And activated carbon has it’s the ability to scrub such impurities out of the air.

To let your plants breathe freely, you’ve to set up a ventilation system where all of the air is taken through the carbon filter on regular basis.

To Cut Your Bills

There are many systems for air filtration. And some of them might cost you a fortune. But grow room air carbon filters are the least pricey one of them that costs not too much and still works just fine.

As growing indoor is a power-hungry business, a good carbon filter can keep the electricity bill down.

Quick and Easy to Setup

Another good fact about carbon filters is- they’re pretty easy to install. If you think about a carbon filter-fan combo, it can be put on the right place within minutes. All you have to do is set it up at the right height, and attach with ducting with clamps.

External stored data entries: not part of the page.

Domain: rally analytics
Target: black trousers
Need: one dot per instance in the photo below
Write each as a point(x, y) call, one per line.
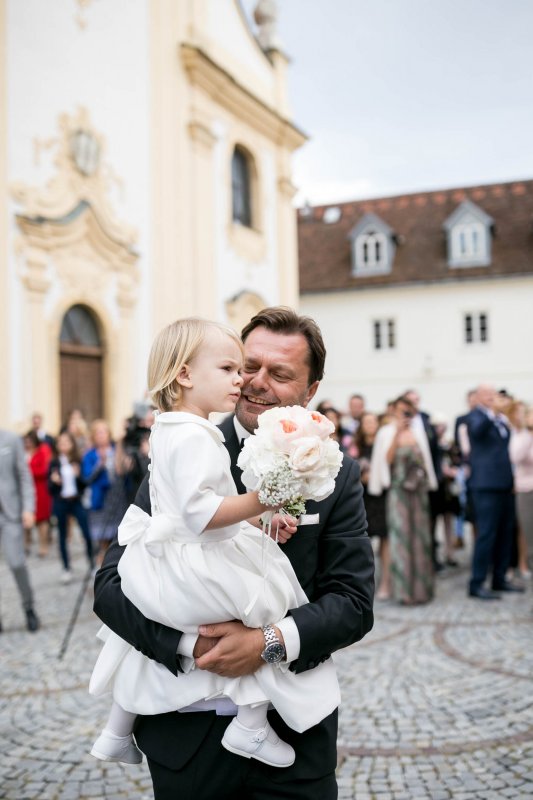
point(495, 521)
point(216, 774)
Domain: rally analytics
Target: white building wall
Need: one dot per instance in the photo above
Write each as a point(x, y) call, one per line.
point(431, 355)
point(53, 67)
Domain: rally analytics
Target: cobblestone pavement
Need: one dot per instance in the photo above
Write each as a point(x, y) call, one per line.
point(437, 700)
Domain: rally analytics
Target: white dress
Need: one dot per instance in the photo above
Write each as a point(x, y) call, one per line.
point(178, 574)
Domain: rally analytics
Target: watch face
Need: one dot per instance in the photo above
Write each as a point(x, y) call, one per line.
point(273, 653)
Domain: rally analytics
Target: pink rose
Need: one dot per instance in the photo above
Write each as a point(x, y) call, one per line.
point(305, 454)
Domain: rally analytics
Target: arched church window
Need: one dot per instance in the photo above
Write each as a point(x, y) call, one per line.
point(241, 186)
point(81, 358)
point(79, 327)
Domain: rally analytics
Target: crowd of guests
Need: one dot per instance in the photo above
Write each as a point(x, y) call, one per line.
point(414, 475)
point(81, 475)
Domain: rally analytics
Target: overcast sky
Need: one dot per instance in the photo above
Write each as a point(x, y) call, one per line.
point(406, 95)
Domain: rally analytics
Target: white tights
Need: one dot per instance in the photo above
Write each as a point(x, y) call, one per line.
point(121, 722)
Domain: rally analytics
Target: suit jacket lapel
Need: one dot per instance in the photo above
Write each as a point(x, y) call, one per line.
point(233, 447)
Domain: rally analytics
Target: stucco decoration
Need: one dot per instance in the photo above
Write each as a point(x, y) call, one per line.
point(241, 308)
point(266, 17)
point(70, 220)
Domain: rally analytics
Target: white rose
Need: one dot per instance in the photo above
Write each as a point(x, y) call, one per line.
point(305, 455)
point(319, 425)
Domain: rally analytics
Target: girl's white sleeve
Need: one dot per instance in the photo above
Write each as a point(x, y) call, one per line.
point(197, 469)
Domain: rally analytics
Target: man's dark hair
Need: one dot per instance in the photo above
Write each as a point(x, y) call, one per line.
point(282, 319)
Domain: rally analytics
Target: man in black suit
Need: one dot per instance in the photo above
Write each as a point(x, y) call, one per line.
point(491, 488)
point(333, 559)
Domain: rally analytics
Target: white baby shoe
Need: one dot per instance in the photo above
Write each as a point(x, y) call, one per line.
point(263, 744)
point(109, 747)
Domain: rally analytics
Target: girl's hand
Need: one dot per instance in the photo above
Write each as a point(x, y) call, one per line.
point(283, 527)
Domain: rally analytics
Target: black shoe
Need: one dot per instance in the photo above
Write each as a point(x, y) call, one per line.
point(483, 594)
point(507, 586)
point(32, 620)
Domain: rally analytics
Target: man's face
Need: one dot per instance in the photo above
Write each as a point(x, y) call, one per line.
point(414, 397)
point(275, 373)
point(357, 407)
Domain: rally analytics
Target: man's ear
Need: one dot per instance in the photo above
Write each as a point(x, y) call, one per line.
point(184, 377)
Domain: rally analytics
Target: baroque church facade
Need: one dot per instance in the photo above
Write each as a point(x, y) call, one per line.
point(145, 174)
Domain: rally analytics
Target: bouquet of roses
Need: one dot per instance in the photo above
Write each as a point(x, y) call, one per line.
point(290, 459)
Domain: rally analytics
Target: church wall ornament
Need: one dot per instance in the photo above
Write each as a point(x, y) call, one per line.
point(73, 209)
point(71, 247)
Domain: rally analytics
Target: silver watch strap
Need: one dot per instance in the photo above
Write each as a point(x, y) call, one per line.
point(270, 635)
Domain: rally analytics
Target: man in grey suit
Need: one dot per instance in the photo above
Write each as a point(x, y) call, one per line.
point(17, 506)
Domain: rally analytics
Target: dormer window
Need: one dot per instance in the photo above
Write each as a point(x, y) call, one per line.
point(468, 232)
point(373, 247)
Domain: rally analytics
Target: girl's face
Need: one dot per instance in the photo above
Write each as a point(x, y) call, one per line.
point(369, 424)
point(212, 380)
point(64, 445)
point(101, 436)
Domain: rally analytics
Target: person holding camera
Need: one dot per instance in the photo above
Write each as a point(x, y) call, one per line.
point(401, 462)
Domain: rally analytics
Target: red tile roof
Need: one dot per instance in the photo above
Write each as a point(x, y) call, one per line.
point(416, 220)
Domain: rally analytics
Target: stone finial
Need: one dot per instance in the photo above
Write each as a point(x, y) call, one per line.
point(266, 17)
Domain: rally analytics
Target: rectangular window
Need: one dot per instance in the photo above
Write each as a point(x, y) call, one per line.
point(476, 328)
point(384, 334)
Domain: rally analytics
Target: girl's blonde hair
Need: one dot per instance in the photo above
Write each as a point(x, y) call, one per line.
point(173, 348)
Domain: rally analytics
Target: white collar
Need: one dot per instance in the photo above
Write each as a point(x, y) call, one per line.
point(241, 432)
point(177, 417)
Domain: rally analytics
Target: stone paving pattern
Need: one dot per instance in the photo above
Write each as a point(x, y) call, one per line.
point(437, 700)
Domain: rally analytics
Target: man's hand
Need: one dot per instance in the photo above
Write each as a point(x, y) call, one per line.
point(283, 527)
point(28, 519)
point(237, 650)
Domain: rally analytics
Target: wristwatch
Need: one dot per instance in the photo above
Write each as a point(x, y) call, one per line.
point(274, 650)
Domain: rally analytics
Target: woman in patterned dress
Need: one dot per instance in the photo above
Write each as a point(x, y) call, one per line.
point(401, 463)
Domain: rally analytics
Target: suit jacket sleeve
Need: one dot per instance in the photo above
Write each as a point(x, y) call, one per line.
point(154, 640)
point(24, 478)
point(341, 611)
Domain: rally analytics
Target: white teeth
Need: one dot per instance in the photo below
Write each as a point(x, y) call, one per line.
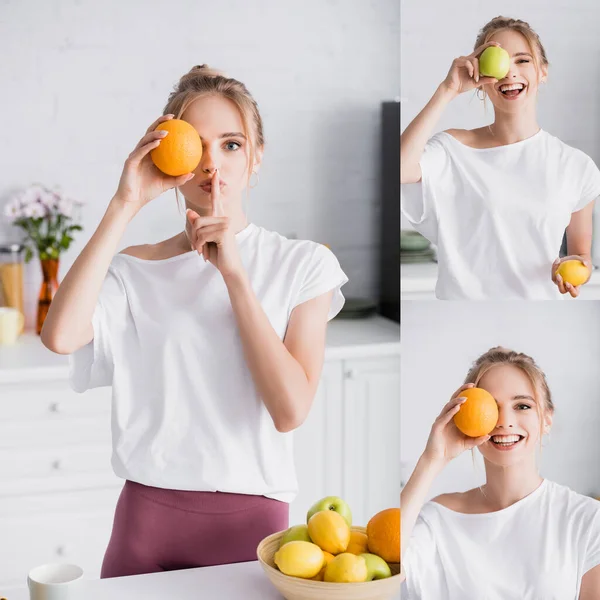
point(511, 86)
point(505, 439)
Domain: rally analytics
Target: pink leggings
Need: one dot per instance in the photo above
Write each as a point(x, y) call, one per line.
point(166, 530)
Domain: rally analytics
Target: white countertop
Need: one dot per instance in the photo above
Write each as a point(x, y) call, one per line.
point(240, 581)
point(422, 277)
point(28, 360)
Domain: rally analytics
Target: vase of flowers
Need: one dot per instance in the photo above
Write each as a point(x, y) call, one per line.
point(48, 219)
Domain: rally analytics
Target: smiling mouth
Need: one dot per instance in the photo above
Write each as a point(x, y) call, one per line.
point(512, 90)
point(207, 187)
point(506, 441)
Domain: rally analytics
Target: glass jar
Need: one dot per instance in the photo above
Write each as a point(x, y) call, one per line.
point(11, 275)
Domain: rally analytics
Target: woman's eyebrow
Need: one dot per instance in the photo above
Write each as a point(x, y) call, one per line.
point(523, 397)
point(233, 134)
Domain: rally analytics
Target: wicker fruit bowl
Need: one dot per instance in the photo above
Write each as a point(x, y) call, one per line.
point(295, 588)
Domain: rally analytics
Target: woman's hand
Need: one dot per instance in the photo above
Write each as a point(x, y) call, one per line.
point(212, 236)
point(563, 286)
point(446, 441)
point(463, 75)
point(141, 181)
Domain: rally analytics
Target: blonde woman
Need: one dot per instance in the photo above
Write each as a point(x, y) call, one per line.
point(497, 200)
point(212, 340)
point(518, 536)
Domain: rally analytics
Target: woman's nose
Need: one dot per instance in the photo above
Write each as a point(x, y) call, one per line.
point(207, 162)
point(504, 419)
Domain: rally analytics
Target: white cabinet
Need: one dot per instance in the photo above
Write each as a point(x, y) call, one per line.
point(57, 489)
point(349, 445)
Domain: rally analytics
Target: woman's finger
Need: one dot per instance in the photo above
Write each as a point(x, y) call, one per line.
point(215, 194)
point(150, 137)
point(487, 80)
point(475, 64)
point(158, 121)
point(481, 48)
point(471, 443)
point(445, 418)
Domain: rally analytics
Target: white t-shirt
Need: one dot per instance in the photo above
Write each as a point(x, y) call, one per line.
point(537, 549)
point(498, 215)
point(185, 411)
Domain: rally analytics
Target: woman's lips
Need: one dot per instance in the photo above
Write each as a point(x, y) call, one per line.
point(207, 187)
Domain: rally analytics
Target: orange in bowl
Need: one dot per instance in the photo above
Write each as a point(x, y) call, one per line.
point(383, 535)
point(479, 414)
point(180, 151)
point(295, 588)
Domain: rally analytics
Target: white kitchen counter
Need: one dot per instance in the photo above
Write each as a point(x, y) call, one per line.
point(417, 282)
point(28, 360)
point(240, 581)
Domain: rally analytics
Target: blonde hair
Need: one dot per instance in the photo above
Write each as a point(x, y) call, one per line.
point(201, 80)
point(500, 23)
point(503, 356)
point(533, 39)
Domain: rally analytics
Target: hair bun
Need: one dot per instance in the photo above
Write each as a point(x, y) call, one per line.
point(206, 71)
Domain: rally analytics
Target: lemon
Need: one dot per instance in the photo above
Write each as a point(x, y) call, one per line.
point(346, 568)
point(330, 531)
point(328, 558)
point(299, 559)
point(573, 272)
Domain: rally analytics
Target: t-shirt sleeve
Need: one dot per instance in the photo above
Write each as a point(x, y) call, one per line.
point(592, 553)
point(322, 275)
point(418, 201)
point(590, 184)
point(419, 558)
point(92, 365)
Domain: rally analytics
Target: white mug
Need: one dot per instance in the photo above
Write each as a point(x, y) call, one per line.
point(54, 582)
point(11, 325)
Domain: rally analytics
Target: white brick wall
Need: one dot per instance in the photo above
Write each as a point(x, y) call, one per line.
point(434, 33)
point(82, 80)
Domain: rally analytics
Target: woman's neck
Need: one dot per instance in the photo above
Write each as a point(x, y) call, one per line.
point(512, 128)
point(506, 485)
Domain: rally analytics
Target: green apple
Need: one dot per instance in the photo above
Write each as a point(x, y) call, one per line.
point(331, 503)
point(494, 62)
point(377, 568)
point(297, 533)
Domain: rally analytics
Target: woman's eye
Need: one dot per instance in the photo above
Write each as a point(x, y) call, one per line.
point(233, 145)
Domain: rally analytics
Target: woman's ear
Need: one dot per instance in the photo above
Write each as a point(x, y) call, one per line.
point(257, 159)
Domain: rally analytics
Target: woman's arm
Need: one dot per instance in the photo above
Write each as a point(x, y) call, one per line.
point(462, 77)
point(590, 585)
point(286, 374)
point(68, 325)
point(445, 443)
point(579, 247)
point(579, 233)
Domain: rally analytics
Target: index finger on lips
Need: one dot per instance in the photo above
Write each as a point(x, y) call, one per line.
point(158, 121)
point(215, 194)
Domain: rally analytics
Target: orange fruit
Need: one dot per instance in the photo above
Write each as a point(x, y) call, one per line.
point(573, 272)
point(180, 152)
point(479, 414)
point(383, 533)
point(358, 543)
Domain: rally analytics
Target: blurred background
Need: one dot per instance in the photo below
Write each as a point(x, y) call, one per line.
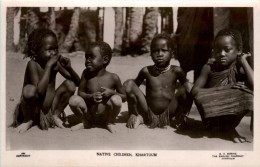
point(129, 30)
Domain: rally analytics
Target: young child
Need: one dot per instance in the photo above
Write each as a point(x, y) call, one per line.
point(160, 100)
point(100, 93)
point(40, 103)
point(219, 93)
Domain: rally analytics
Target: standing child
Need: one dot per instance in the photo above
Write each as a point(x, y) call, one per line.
point(161, 78)
point(100, 92)
point(40, 103)
point(219, 92)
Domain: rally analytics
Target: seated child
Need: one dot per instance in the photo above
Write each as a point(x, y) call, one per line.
point(219, 92)
point(100, 93)
point(160, 100)
point(40, 103)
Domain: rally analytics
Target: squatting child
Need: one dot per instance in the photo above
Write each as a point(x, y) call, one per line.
point(41, 104)
point(161, 101)
point(100, 93)
point(221, 91)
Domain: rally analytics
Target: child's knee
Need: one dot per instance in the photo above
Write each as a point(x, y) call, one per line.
point(70, 85)
point(29, 92)
point(75, 101)
point(181, 93)
point(116, 100)
point(129, 84)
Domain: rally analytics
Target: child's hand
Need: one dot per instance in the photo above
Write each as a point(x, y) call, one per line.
point(243, 57)
point(65, 62)
point(106, 92)
point(53, 61)
point(97, 97)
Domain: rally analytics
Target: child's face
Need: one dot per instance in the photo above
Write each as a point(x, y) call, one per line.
point(94, 59)
point(161, 53)
point(225, 50)
point(49, 48)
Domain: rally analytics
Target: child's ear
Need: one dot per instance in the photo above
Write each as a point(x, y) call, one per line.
point(239, 51)
point(105, 59)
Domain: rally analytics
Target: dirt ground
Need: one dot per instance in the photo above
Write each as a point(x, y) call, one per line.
point(142, 138)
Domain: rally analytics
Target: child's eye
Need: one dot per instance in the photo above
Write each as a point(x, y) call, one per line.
point(228, 49)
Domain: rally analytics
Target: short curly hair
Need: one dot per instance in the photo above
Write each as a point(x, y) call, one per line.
point(167, 37)
point(235, 34)
point(105, 49)
point(35, 41)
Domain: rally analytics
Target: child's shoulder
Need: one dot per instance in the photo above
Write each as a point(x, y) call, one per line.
point(176, 69)
point(32, 64)
point(111, 75)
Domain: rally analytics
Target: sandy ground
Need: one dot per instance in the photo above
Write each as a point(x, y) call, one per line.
point(100, 139)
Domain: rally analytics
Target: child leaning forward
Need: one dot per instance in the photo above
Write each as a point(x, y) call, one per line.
point(100, 93)
point(223, 91)
point(41, 104)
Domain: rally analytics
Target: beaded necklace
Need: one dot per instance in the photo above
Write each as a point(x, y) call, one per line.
point(162, 70)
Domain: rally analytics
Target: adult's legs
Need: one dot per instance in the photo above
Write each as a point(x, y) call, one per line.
point(137, 105)
point(228, 126)
point(61, 99)
point(28, 107)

Types of Carbon Filter for Grow Room

Air filtration in grow tents can be done in many manners. Based on grow tent sizes, number of plants, ventilation system and budget, the choice of grow tent filters is made.

For grow rooms, we can divide such air filters according to a few viewpoints- Filtration medium, fan-filter combo and diameter of filters.

What to Look For In a Carbon Filter? Grow Room Size

What size carbon filter do you need for your grow room? This is the very first question that you have to ask yourself.

Start by calculating the volume of air used in your grow room. For example, if your grow room is 10 by 12 feet, and your ceiling is 8.5 feet high. The volume is 1020 cubic feet.

That’s about 29 cubic meters for any sensible metric people out there. We are talking about the volume of air used for actual growing.

If you have a room this size, but you are only using half of it to grow your plants, you could divide the volume in two.

Similarly, if you are growing in a tent, it is the air volume of the grow tent itself that you need to take into as far as your calculations go.

Fan Size

Then go ahead and calculate the size of the extraction fan you need. You can use a fan speed controller to give yourself some wiggle room.

An indoor grow room full of mature plants would most certainly have a high demand for Co2 and transpires more moisture into the air.

This is when you actually need to exchange your grow room air once every sixty seconds. Young plants don’t need so much air exchange.

In our example, we need to exchange 1020 cubic feet of air each minute. Therefore, you would need a powerful exhaust fan, such as a 10-inch hyper fan that can shift 1065 CFM.

Air Flow Requirements

How do you know how much CFM you need? First, you have to understand what CFM is to be able to answer this question.

Well, CFM refers to cubic feet of air per minute. To compute the ideal CFM that your carbon air filter must have, you need to multiply the height, length, and width of your grow space.

You can use this number to shop for a suitably rated intake fan. For instance, a CFM of about a third of the grow space volume.

A carbon filter’s resistance would require you to increase the computed volume by twenty percent since the fan needs to be slightly stronger to overcome the resistance.

The simplest way to determine the ideal CFM is by using a CFM calculator. The dimensions of your grow room are very crucial when determining airflow requirements.

If we use a CFM calculator, our room size example would require a carbon filter with a CFM of 490, if you will be using a single grow light.

Where to Put a Carbon Filter in a Grow Room?

Carbon filters typically suspend just below the ceiling of a marijuana grow tent. Use the following step to position them perfectly:

  • Connect your filter to an exhaust fan that features a compatible CFM (cubic feet per minute) and duct diameter.

  • Secure the two devices firmly together using an airstrip or duct tape.

  • Hang the setup from the roof bars of the grow tent, as high up as possible.

  • Connect ducting to the outlet of the exhaust fan and secure with duct tape.

  • Feed the opposite end of the ducting through the designated hole on the side of your grow tent.

  • Position the ducting outlet near an open window or ventilation shaft.

Final thoughts

It isn't necessary to have the air being pulled through the carbon filter exhausted outside your growing area; depending on your setup it may even work better to have the filtered air returned immediately to the growing area. This can be accomplished by mounting the carbon filter to the intake side of the fan with a rubber coupler or ducting and placing it inside the growing area without ducting the fan's output out of the grow. In this way, the carbon filter will continuously "scrub" the air in the growing area to remove odors. As a grower, you need to know that grow tent for ventilation is important!